Pendekatan pembelajaran mendalam untuk membelajarkan teks drama atau skenario harus mempertimbangkan konteks vokasional siswa, keterampilan abad ke-21, serta penguatan literasi dan karakter. Berikut pendekatan yang tepat, terstruktur dalam pendekatan pembelajaran mendalam (deep learning approach):

🔑 Ciri Pembelajaran Mendalam

Fokus pada pemahaman konsep mendalam, bukan hafalan.

Mengaitkan pembelajaran dengan dunia nyata dan pengalaman siswa.

Mendorong berpikir kritis, kolaborasi, dan refleksi.

Menghasilkan karya nyata (authentic product).

✅ Pendekatan Terpadu yang Disarankan: "Project-Based Learning (PjBL) berbasis Drama"

📚 Tahap 1: Eksplorasi dan Pemahaman Konteks

Tujuan: Siswa memahami struktur, unsur, dan nilai dalam teks drama/skenario.

Kegiatan:

Diskusi: Apa itu drama? Apa peran skenario dalam kehidupan profesional (misalnya dunia broadcasting, film, teater, dll)?
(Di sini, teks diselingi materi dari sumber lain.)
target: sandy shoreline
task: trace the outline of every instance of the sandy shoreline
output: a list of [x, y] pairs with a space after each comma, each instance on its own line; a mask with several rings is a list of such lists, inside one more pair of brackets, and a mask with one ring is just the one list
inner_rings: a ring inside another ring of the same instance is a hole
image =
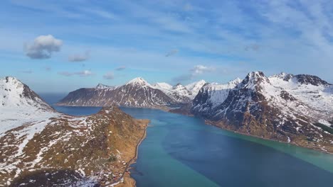
[[144, 131], [141, 137], [139, 142], [137, 144], [137, 147], [135, 147], [135, 155], [133, 158], [132, 158], [128, 162], [127, 164], [126, 165], [126, 167], [124, 170], [124, 172], [122, 173], [122, 178], [120, 178], [117, 181], [116, 181], [115, 183], [120, 182], [123, 179], [122, 183], [119, 183], [116, 184], [115, 186], [117, 187], [135, 187], [136, 186], [136, 181], [135, 180], [130, 176], [130, 166], [133, 164], [134, 164], [137, 162], [137, 156], [139, 154], [139, 147], [140, 146], [141, 143], [143, 142], [143, 140], [146, 138], [147, 137], [147, 129], [149, 127], [149, 123], [150, 123], [149, 120], [141, 120], [141, 123], [144, 123], [145, 126], [144, 126]]

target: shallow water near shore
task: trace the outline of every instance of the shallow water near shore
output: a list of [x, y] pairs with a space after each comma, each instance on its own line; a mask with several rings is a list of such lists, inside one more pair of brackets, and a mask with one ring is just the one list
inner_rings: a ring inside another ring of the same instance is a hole
[[333, 155], [239, 135], [203, 120], [122, 108], [151, 120], [132, 176], [137, 186], [331, 186]]
[[[95, 107], [57, 107], [81, 115]], [[331, 186], [333, 155], [243, 135], [159, 110], [122, 108], [149, 119], [131, 176], [145, 186]]]

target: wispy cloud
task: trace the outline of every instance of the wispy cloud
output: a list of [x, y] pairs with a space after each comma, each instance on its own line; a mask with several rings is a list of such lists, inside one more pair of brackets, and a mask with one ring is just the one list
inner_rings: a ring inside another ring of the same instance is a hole
[[115, 74], [113, 74], [112, 72], [108, 72], [105, 74], [103, 75], [103, 79], [115, 79]]
[[21, 72], [23, 74], [32, 74], [33, 72], [31, 69], [28, 69], [28, 70], [21, 71]]
[[90, 57], [90, 52], [86, 51], [84, 54], [74, 54], [68, 56], [69, 62], [83, 62]]
[[60, 51], [61, 45], [63, 41], [51, 35], [40, 35], [32, 44], [26, 45], [25, 49], [26, 55], [31, 59], [48, 59], [53, 52]]
[[166, 57], [170, 57], [177, 54], [179, 52], [178, 50], [172, 50], [165, 55]]
[[117, 67], [116, 69], [115, 69], [116, 71], [122, 71], [124, 69], [126, 69], [126, 67], [125, 66], [121, 66], [121, 67]]
[[78, 75], [80, 76], [89, 76], [94, 74], [90, 70], [83, 70], [76, 72], [58, 72], [58, 74], [65, 76], [71, 76], [73, 75]]
[[207, 72], [211, 72], [216, 70], [216, 68], [207, 67], [204, 65], [196, 65], [189, 72], [173, 79], [174, 81], [184, 81], [193, 79], [199, 75], [202, 75]]

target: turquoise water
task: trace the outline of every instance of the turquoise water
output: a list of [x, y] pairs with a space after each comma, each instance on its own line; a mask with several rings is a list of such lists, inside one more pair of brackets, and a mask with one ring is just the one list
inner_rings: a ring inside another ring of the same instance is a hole
[[[55, 108], [76, 115], [100, 109]], [[332, 186], [333, 155], [233, 133], [196, 118], [122, 109], [134, 118], [151, 120], [132, 164], [131, 176], [138, 187]]]
[[333, 155], [245, 136], [199, 118], [122, 108], [152, 120], [132, 176], [143, 186], [332, 186]]

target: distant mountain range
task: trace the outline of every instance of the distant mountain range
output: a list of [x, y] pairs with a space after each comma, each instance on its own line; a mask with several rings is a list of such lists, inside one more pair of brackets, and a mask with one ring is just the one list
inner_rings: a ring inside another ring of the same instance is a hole
[[136, 78], [120, 86], [76, 90], [58, 104], [113, 103], [168, 108], [240, 133], [333, 152], [333, 86], [316, 76], [253, 72], [225, 84], [202, 80], [185, 86]]
[[70, 92], [57, 105], [174, 107], [191, 102], [205, 83], [200, 81], [186, 86], [178, 84], [172, 86], [166, 83], [152, 85], [138, 77], [120, 86], [99, 84], [95, 88], [80, 89]]
[[88, 116], [60, 113], [17, 79], [0, 79], [0, 186], [127, 180], [123, 174], [147, 123], [116, 106]]

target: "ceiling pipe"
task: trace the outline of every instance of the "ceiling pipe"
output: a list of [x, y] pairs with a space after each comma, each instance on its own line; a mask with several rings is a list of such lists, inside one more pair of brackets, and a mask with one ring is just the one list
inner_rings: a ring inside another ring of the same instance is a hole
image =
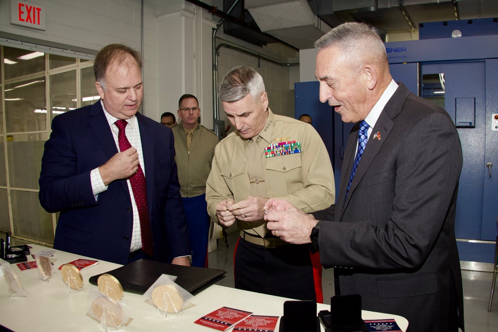
[[455, 12], [455, 19], [457, 21], [460, 19], [460, 13], [458, 10], [458, 3], [457, 0], [453, 0], [453, 11]]
[[[222, 11], [221, 10], [219, 10], [217, 7], [215, 7], [214, 6], [212, 6], [210, 4], [208, 4], [207, 3], [205, 3], [203, 2], [202, 2], [202, 1], [199, 1], [199, 0], [186, 0], [186, 1], [190, 2], [191, 3], [195, 4], [196, 5], [199, 6], [201, 8], [203, 8], [207, 10], [208, 11], [209, 11], [210, 13], [211, 13], [213, 15], [214, 15], [215, 16], [217, 16], [219, 17], [221, 17], [222, 18], [223, 18], [225, 20], [228, 21], [229, 22], [230, 22], [231, 23], [233, 23], [234, 24], [238, 24], [239, 25], [240, 25], [241, 26], [243, 26], [245, 28], [247, 28], [248, 29], [251, 30], [253, 31], [254, 31], [255, 32], [256, 32], [257, 33], [260, 34], [261, 35], [263, 36], [264, 37], [265, 37], [266, 38], [268, 38], [268, 39], [270, 39], [271, 40], [273, 40], [274, 42], [275, 42], [276, 43], [280, 43], [281, 44], [283, 44], [284, 45], [286, 45], [287, 46], [288, 46], [289, 47], [290, 47], [290, 48], [292, 48], [293, 49], [295, 50], [295, 51], [299, 51], [299, 49], [298, 49], [298, 48], [297, 48], [296, 47], [294, 47], [294, 46], [293, 46], [291, 45], [289, 45], [289, 44], [287, 44], [287, 43], [286, 43], [284, 41], [280, 40], [280, 39], [279, 39], [278, 38], [276, 38], [276, 37], [274, 37], [273, 36], [272, 36], [271, 35], [270, 35], [270, 34], [269, 34], [268, 33], [265, 33], [265, 32], [262, 32], [259, 29], [259, 28], [256, 29], [256, 28], [255, 28], [254, 24], [250, 24], [246, 23], [245, 22], [244, 22], [243, 21], [240, 21], [239, 18], [234, 17], [234, 16], [231, 16], [231, 15], [229, 15], [229, 14], [228, 14], [227, 13], [225, 13], [225, 12], [224, 12], [223, 11]], [[238, 3], [238, 2], [239, 2], [238, 1], [236, 1], [236, 2], [234, 3], [234, 4], [235, 3]], [[233, 5], [232, 5], [232, 7], [234, 7]]]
Analisis teks drama: Identifikasi tokoh, dialog, latar, alur, konflik.

Menonton potongan drama (film/TV/teater) lalu mencocokkan dengan teks.

🧠 Tahap 2: Analisis dan Kolaborasi

Tujuan: Mendorong pemikiran kritis dan kerja tim.

Kegiatan:

Siswa dibagi dalam kelompok kecil.

Masing-masing kelompok menganalisis satu teks drama dari aspek struktur dan isi.
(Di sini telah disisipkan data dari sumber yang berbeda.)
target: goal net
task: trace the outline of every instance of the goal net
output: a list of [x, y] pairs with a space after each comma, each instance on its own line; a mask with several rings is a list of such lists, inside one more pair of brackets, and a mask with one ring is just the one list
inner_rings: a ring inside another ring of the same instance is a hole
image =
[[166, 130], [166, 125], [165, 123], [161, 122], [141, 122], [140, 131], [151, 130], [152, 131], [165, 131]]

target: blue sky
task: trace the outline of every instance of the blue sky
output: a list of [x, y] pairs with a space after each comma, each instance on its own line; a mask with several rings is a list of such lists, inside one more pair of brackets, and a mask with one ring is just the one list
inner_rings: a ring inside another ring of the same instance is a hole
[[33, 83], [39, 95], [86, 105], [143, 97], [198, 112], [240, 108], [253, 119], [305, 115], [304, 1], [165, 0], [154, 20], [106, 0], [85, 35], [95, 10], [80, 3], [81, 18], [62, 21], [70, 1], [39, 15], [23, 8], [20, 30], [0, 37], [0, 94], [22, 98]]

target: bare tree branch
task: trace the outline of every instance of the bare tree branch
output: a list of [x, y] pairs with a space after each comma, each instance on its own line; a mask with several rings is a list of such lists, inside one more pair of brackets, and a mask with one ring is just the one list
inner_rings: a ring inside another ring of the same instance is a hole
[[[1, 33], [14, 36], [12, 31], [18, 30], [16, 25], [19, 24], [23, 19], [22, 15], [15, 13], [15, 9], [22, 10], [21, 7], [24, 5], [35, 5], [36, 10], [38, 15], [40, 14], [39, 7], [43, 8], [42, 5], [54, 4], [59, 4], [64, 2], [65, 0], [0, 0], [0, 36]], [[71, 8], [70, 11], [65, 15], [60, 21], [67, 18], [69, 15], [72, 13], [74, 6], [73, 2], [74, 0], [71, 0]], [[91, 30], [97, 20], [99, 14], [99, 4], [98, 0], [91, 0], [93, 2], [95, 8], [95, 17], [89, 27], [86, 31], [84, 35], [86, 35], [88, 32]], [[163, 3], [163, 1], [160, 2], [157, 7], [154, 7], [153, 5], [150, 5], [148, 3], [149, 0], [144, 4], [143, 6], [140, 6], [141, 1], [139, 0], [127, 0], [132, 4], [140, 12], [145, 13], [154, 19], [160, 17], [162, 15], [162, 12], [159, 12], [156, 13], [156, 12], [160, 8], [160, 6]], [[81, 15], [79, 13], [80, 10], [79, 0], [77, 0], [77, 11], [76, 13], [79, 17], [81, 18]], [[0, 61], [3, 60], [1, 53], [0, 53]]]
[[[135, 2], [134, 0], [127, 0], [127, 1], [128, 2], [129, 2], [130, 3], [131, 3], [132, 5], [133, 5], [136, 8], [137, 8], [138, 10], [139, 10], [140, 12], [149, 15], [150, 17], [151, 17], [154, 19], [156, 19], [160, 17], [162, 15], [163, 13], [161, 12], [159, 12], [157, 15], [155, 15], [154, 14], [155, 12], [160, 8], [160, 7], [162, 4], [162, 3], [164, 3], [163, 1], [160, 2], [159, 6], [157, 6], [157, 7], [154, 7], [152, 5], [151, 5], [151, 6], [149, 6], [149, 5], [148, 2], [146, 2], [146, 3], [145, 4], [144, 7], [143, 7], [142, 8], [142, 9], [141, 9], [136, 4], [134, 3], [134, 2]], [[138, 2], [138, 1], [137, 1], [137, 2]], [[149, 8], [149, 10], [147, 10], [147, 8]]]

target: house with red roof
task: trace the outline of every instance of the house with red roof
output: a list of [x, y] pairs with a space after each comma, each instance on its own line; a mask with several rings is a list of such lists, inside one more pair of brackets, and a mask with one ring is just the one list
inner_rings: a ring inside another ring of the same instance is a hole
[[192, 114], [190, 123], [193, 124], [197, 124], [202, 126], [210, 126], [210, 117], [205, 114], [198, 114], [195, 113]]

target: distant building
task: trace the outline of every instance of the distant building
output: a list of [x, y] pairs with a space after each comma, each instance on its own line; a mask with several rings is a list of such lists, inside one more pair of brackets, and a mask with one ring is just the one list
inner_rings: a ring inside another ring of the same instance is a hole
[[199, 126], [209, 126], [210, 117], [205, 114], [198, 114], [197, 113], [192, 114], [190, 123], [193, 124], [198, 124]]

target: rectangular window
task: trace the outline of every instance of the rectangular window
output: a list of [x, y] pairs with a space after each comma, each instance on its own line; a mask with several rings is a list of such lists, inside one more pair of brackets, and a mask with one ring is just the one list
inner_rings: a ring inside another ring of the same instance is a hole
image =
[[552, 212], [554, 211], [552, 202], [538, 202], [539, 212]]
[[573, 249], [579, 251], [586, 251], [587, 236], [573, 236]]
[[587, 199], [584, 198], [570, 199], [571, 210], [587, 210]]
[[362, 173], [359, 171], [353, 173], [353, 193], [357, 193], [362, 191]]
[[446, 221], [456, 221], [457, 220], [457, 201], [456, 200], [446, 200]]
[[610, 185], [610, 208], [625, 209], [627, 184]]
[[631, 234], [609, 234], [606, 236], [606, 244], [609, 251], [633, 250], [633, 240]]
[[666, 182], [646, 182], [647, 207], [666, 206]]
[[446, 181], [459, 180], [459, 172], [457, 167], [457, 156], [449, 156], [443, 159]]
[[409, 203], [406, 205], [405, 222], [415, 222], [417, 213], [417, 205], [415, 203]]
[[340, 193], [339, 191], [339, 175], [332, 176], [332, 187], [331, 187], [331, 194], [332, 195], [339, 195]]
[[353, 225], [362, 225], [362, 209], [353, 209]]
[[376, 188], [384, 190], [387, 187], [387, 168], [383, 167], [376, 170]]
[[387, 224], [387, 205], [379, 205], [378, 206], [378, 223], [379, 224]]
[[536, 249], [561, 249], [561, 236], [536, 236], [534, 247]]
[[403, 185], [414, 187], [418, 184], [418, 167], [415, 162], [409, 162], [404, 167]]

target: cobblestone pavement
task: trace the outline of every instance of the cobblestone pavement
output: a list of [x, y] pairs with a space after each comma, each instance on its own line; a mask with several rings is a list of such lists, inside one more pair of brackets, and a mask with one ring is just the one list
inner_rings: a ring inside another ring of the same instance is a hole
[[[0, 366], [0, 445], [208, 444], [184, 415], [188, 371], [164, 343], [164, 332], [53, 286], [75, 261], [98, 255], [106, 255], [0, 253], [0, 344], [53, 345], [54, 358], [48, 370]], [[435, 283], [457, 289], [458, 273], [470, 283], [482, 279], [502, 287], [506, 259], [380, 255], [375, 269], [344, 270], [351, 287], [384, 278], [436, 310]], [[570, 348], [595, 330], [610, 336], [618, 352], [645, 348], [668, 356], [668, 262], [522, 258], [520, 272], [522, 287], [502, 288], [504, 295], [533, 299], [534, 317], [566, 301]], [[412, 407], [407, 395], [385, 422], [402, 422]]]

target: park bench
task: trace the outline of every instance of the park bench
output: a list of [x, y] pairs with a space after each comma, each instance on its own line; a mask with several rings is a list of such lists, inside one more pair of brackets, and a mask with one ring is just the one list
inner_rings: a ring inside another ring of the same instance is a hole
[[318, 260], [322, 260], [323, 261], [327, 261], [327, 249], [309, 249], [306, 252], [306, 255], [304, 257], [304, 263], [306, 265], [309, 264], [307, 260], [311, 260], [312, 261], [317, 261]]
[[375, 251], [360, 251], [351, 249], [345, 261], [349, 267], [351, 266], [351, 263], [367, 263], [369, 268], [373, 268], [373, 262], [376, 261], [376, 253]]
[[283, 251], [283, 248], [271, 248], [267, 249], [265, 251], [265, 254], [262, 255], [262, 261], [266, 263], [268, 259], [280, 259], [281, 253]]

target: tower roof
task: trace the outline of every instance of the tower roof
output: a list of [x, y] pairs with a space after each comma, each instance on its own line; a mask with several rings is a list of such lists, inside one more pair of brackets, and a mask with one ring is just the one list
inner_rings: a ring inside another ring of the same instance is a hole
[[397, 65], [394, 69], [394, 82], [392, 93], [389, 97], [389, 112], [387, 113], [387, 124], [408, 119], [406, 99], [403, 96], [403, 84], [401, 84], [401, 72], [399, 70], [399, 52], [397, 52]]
Presentasi hasil analisis dan saling memberikan umpan balik (peer review).

🛠️ Tahap 3: Produksi (Puncak Proyek)

Tujuan: Siswa menciptakan karya otentik berdasarkan pemahaman mereka.

Kegiatan:

Menulis skenario drama orisinal atau adaptasi.
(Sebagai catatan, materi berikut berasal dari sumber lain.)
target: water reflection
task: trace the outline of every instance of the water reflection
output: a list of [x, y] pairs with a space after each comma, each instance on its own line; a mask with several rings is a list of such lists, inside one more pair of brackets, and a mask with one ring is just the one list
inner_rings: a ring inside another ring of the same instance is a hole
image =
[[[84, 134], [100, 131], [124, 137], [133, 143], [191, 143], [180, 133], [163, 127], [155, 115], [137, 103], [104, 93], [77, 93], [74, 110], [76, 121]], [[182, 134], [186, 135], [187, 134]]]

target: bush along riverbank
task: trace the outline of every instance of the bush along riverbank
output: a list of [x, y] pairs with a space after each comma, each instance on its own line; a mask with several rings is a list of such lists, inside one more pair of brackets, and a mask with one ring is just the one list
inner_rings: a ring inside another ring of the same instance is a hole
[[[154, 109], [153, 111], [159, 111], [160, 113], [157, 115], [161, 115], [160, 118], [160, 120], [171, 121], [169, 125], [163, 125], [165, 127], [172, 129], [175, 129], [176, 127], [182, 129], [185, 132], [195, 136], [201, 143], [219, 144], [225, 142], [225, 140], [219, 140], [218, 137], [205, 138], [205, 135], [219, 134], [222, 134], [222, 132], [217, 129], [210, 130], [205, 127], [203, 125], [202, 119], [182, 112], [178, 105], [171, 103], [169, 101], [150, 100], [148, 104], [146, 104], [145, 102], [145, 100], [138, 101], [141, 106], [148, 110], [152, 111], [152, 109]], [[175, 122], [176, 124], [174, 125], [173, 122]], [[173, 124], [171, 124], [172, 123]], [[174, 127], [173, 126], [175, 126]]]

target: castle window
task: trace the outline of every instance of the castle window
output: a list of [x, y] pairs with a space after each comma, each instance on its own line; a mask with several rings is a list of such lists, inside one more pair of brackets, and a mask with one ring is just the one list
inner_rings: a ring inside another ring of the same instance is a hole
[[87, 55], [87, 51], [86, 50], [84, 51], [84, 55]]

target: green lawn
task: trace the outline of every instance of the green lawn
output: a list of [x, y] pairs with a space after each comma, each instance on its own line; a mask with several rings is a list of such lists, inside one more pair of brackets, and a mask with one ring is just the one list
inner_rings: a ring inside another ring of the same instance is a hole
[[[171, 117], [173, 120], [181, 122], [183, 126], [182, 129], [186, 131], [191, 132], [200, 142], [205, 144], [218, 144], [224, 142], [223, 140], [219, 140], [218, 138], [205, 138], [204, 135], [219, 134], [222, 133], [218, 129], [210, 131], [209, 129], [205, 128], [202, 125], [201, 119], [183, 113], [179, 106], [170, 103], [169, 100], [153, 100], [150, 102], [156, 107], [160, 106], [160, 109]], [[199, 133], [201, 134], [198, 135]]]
Latihan akting, penyutradaraan, dan produksi sederhana.

Pementasan atau rekaman drama (video/teater kelas).

Penilaian oleh guru dan siswa lain (kolaboratif + reflektif).

🪞 Tahap 4: Refleksi dan Evaluasi

Tujuan: Siswa merefleksikan pembelajaran dan mengaitkan dengan kompetensi vokasional.

Kegiatan:

Menulis jurnal refleksi (apa yang mereka pelajari tentang drama dan tentang diri mereka sendiri?).

Diskusi kelas: Bagaimana proses ini membantu keterampilan kerja (komunikasi, kerja tim, kreativitas)?

🎯 Mengintegrasikan Pembelajaran Mendalam

Aspek & Penjelasan

Kognitif

Memahami struktur drama, menulis skenario, menganalisis unsur teks.

Afektif

Empati melalui peran, penghargaan terhadap karya sastra dan sesama.

Psikomotorik

Memproduksi drama (bermain peran, menyusun naskah, menyunting).

Nilai/karakter

Tanggung jawab, kerja sama, percaya diri, disiplin.

🔧 Tools & Media Pendukung

Video drama/teater dari YouTube atau perpustakaan digital.

LMS/Google Classroom untuk kolaborasi daring.

Aplikasi sederhana seperti Canva (untuk poster pementasan), atau CapCut untuk pengeditan video drama.

📌 Catatan 

Karena siswa SMK diarahkan untuk siap kerja, maka:

Kaitkan dengan jurusan mereka: misalnya siswa jurusan Multimedia bisa membuat video skenario; jurusan Tata Busana bisa mendesain kostum drama.

Kolaborasi lintas jurusan sangat disarankan untuk memperkaya proses dan hasil pembelajaran.